A l’intérieur, les plus hauts moments de tension ont lieu autour des matchs de foot. Foot à cinq. Une fois, Mladen Natelic, dit « Tuta », a commis une mauvaise faute sur Vojislav Seselj, dit « Voja » ; en se jetant à terre de tout son poids, il a fait trembler la salle de sport. Jambe qui saigne, coup de sifflet pour la faute et la polémique de toujours entre Croates et Serbes à propos de ceux qui tapent le plus et les premiers. C’est comme de revenir au Stade Maksimir de Zagreb au cours du match historique entre la Dinamo et l’Etoile Rouge. A l’époque, le 13 mai 1990, les contrastes des supporteurs antagonistes de la place nationaliste furent le début de la désintégration de la Yougoslavie. Ce fut la guerre.
En cette année 2008, au centre sportif de la prison hollandaise de Scheveningen en Hollande, la jambe qui saigne, c’est celle du corpulent Seselj, Serbe parmi les Serbes, ancien vice-premier ministre de Milosevic, ancien secrétaire du parti ultranationaliste et ultra radical en deuxième position aux élections de ce dimanche en Serbie, mais prêt à former sa majorité de gouvernement. Contre lui, les mises en boîte de ce maigrichon de Natelic, Croate d’Herzégovine, moins intellectuel mais nationaliste tout aussi acharné des récentes guerres des Balkans. Une ébauche de l’antique esprit yougoslave, fait d’ironie, mise en boîte et cohabitation essentielle. Comme si les deux groupes « sportifs » de l’heure de la promenade, retombés dans l’enfance du collège carcéral, tous accusés de crimes de guerres, voulaient revenir à la Grande Yougoslavie qu’eux-mêmes, en tant qu’adultes, avaient réussi à mettre en pièces.

 

Les cellules de Scheveningen sont confortables.
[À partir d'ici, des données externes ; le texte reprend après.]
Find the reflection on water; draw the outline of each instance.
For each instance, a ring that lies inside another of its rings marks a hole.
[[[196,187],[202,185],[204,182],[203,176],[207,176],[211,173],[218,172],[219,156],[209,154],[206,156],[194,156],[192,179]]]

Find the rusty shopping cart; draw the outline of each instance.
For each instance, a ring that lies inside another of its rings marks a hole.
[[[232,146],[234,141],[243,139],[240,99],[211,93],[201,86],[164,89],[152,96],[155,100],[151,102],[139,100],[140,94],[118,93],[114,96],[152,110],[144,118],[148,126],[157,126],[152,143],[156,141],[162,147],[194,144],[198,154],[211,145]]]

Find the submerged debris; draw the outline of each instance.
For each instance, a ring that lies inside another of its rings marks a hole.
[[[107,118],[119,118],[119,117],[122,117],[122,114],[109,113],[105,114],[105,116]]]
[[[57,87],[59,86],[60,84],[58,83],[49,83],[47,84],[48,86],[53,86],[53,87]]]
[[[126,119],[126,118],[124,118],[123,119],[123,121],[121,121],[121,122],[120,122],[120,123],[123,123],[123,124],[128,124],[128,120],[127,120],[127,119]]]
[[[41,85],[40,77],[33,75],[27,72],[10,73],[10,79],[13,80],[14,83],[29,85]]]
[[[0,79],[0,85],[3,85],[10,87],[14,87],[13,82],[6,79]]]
Chambre à coucher, petit séjour avec une chaise, une table, la télévision et, sur demande, un ordinateur. Dans la salle commune, un téléphone à carte. Un logement décent trois étoiles. Les douches, malheureusement, sont en commun, tout comme l’espace que, de 7 heures du matin à 20 heures 30, l’heure de retour dans les cellules, les 15 détenus de chaque section doivent partager : séjour, cuisine, espace de lecture, espace d’étude des centaines de kilos de documents judiciaires. A partir de 7 h, la socialisation est dans les faits.

Les soins personnels. J’ai entendu la femme d’un détenu illustre demander à son mari, au téléphone, s’il avait fait sa lessive et repassé ses chemises. Si jamais un jour ces gens-là recouvrent leur liberté, ils seront certainement des hommes plus humbles.
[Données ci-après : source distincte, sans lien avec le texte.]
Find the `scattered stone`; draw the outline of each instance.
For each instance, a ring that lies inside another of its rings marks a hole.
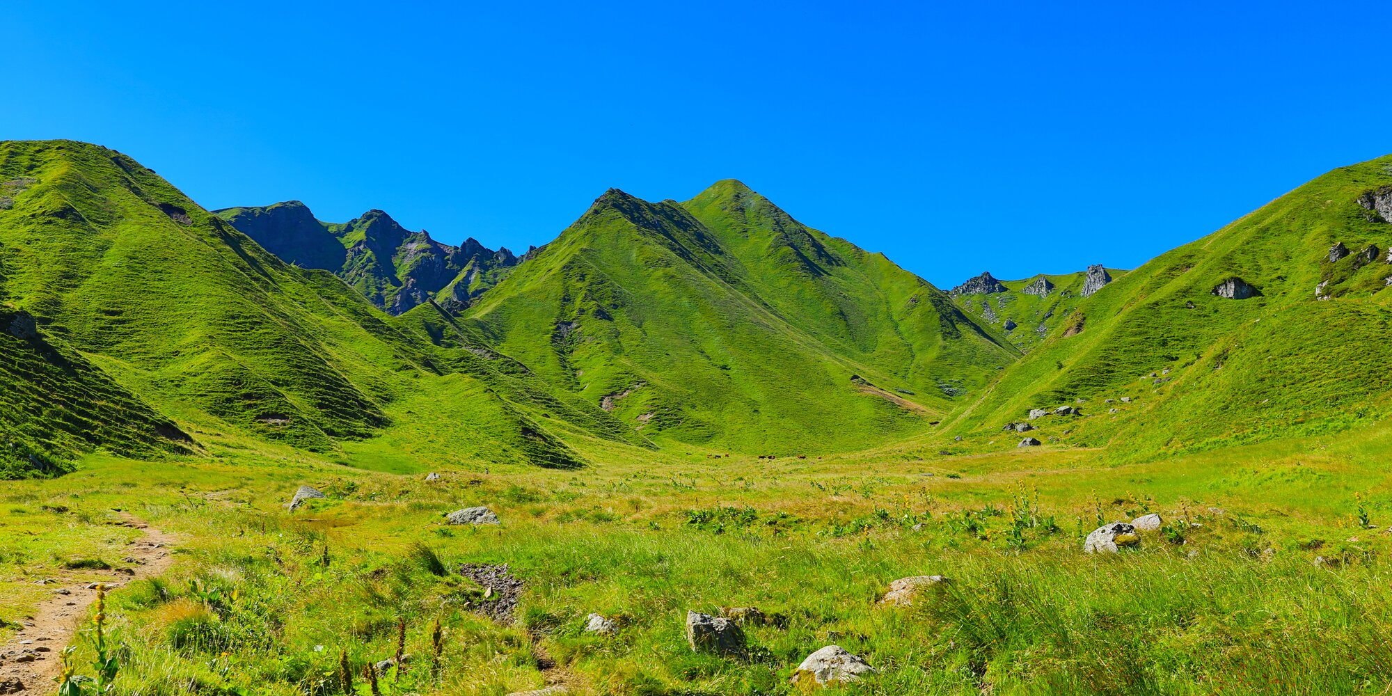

Repas aux horaires d’hôpitaux. Ou la cantine de la prison ou, à tes frais, une commande hebdomadaire de matières premières. Ceux qui en sont capables cuisinent. Les plus doués sont les Croates, peut-être à cause de leur voisinage avec l’Italie, et les Serbes qui ont été soldats. Cellule et sieste durant les heures de repas des surveillants, puis sports, heure de promenade et autres activités. Par exemple, Seselj et Natelic qui sont dans la même section, jouent aux échecs pendant des heures. A présent, le leader ultranationaliste serbe est bien embêté. Il vient de perdre son Croate préféré, condamné définitivement à 25 ans de prison et transféré, pour expier sa peine, dans une prison du nord de l’Italie. Une nouvelle !

 

En prison, ces gouvernants accusés d’avoir armé des assassins et des criminels miraculeusement transformés en patriotes, ce bel échantillonnage de protagonistes de dix ans de carnage balkanique, tendent à ressembler à autant de Peter Pan de la Yougoslavie Perdue de la fable, qu’eux-mêmes, justement, ont transformé en cauchemar. Serbes et Croates, Bosniaques serbes, Croates et Bosniaques, Kosovars serbes et Kosovars albanais, Monténégrins. Avec les fantômes en plus, à partir de celui de Slobodan Milosevic, jusqu’aux invisibles Karadzic et Mladic. 161 incriminés, 43 déclarés coupables, 8 acquittés, 25 non-lieu et 6 en jugement dans l’au-delà. Toute la succession des guerres balkaniques et toutes les variantes possibles de nationalismes contraposés et pourtant tant de similitudes.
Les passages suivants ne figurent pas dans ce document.